Every morning, I have the same routine: make coffee, shower, have breakfast, read tweets. At times, checking e-mail leapfrogs twitter (especially during midterms and finals when my inbox is flooded with student e-mails), but for the most part– that’s the routine. To say the least, a vast change from a black-and-white memory I have of my father sitting back in his worn-in easy-chair, coffee on coaster to his right, and newspaper in hand. Within the multitude of reasons for this, I submit they key lays in “active passivity.”
In 1997, Paul Levinson‘s The Soft Edge noted that “speed is [...] the essence in delivery of news, [therefore] we might expect the online newspaper to easily exceed the sometimes soggy mess of print delivered to our doorstep only in the morning” (183). As I write this post, my living room’s bay window offers a picture of a particularly grey, windy, rainy front yard and driveway. The very driveway where a morning paper would be delivered. While the physical elements do play a roll in my lack of enthusiasm toward retreiving a paper amid raindrops and wind, Levinson’s note of “speed” plays much more of a vital factor in my decision to not pay for news delivery (the monetary cost also playing a bit of a role).
Having covered the ‘passivity’ in “active passivity,” here’s where the footwork comes in: harvesting news sources.
Just months ago, I found most of my news from RSS (Really Simple Syndication) Feeds. Most blogs and news websites offer an RSS Feed somewhere within or surrounding the text of an article/post. If a website or web log does not offer a ‘clickable’ RSS link, secondary sites like Feedburner.com would provide writers with a unique RSS Feed URL. Plugging that URL into a Feed Reader (much like those you see in the picture to the right) provides instantaneous updates to one’s blog or homepage. The screen-shot provided comes from my iGoogle homepage. Fully-customizable, iGoogle delivers immediate article/posts/news from websites/blogs I’ve visited and harvested for content. In fact, popular sites like The Drudge Report and Huffington Post both represent “aggregators,” or sites that conjure a majority of content from outside sources (Drudge is more exemplary of this characteristic).

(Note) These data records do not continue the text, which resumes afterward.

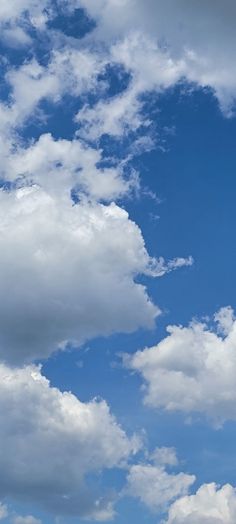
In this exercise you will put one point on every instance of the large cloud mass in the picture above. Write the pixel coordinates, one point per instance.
(192, 369)
(210, 505)
(50, 442)
(67, 273)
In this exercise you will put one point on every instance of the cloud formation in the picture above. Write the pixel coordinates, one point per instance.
(155, 487)
(193, 369)
(52, 442)
(72, 276)
(210, 505)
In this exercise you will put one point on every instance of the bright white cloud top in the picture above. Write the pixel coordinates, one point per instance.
(52, 441)
(192, 369)
(74, 264)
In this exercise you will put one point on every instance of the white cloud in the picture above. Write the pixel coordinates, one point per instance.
(155, 487)
(210, 505)
(67, 273)
(60, 165)
(29, 519)
(192, 369)
(52, 442)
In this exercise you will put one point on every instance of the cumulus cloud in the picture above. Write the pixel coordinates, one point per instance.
(61, 165)
(192, 369)
(52, 442)
(155, 487)
(210, 505)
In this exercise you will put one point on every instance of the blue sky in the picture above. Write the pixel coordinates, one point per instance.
(117, 262)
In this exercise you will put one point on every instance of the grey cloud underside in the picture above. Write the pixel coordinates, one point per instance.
(72, 276)
(51, 444)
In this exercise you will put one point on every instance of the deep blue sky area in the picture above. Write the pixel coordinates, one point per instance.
(194, 178)
(95, 95)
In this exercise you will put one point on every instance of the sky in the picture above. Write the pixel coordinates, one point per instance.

Recently, my aforementioned iGoogle homepage has collected a serious layer of dust. Truthfully, multiple layers. The central reason: Facebook‘s Newsfeed and my customized Twitter-Feed. Both tools represent vehicles for news information and, better, a lack of initial RSS/website harvesting.
Now, because I share tastes in news stories with my “friends” (Facebook) and “followers” (Twitter), I read about news that they find interesting. Which brings me to the premise of this post: “Facehoo!”
As you can see, the following post from a former classmate came to my attention three days ago. The link Samia shared with her friends delivered me to the original article at MediaPost. The most interesting component of the article comes here:
Yahoo users will see friends’ Facebook activities in “Yahoo Updates,” a tab found on key properties within the Web portal such as Yahoo Sports, News and Finance. (Mark Walsh)
This post arrived just days (if even that) before Facebook-founder Mark Zuckerberg‘s open-letter to the Facebook community, when he revealed the network had exceeded 350 million users (side note: notice the RSS Feed icon in the upper-left corner of the screen shot). Further down, Zuckerberg acknowledges the same changes shared in the link provided above. The partnership between Yahoo! and Facebook will undoubtedly result in an increase in Facebook users.
Think to those people who Mark Penn refers to as New Luddites, people who “don’t use [technology] because of age” among other characteristics (Microtrends, 257). Though this group may have ignored the initial surge toward Facebook (and social networking as a whole), e-mail (specifically Yahoo! e-mail) and Yahoo! are two elements of the Web they all know. Once they initially notice “comments,” “status updates,” and “sharing” links, this group will be lured to Facebook from their Yahoo! homepage.
This initial introduction to, what Howard Rheingold refers to as “reputation management” or “social filtering,” trail-blazes a way for more “active passivity” news sources. Rheingold cites examples such as:
“Epinions [who] pays contributers of the most popular online reviews of books, movies, appliances, restaurants, and thousands of other items. [...] Slashdot and other self-organized online forums [that] enable participants to rate the postings of other participants in discussions, causing the best writing to rise in prominence and most objectionable postings to sink” (Smartmobs, 114-115).
All of the above, plus popular cites like Digg, all play into this individual news collecting trend of “active passivity;” a definite eVolution to take note of during the initial stages of this “Facehoo!” partnership.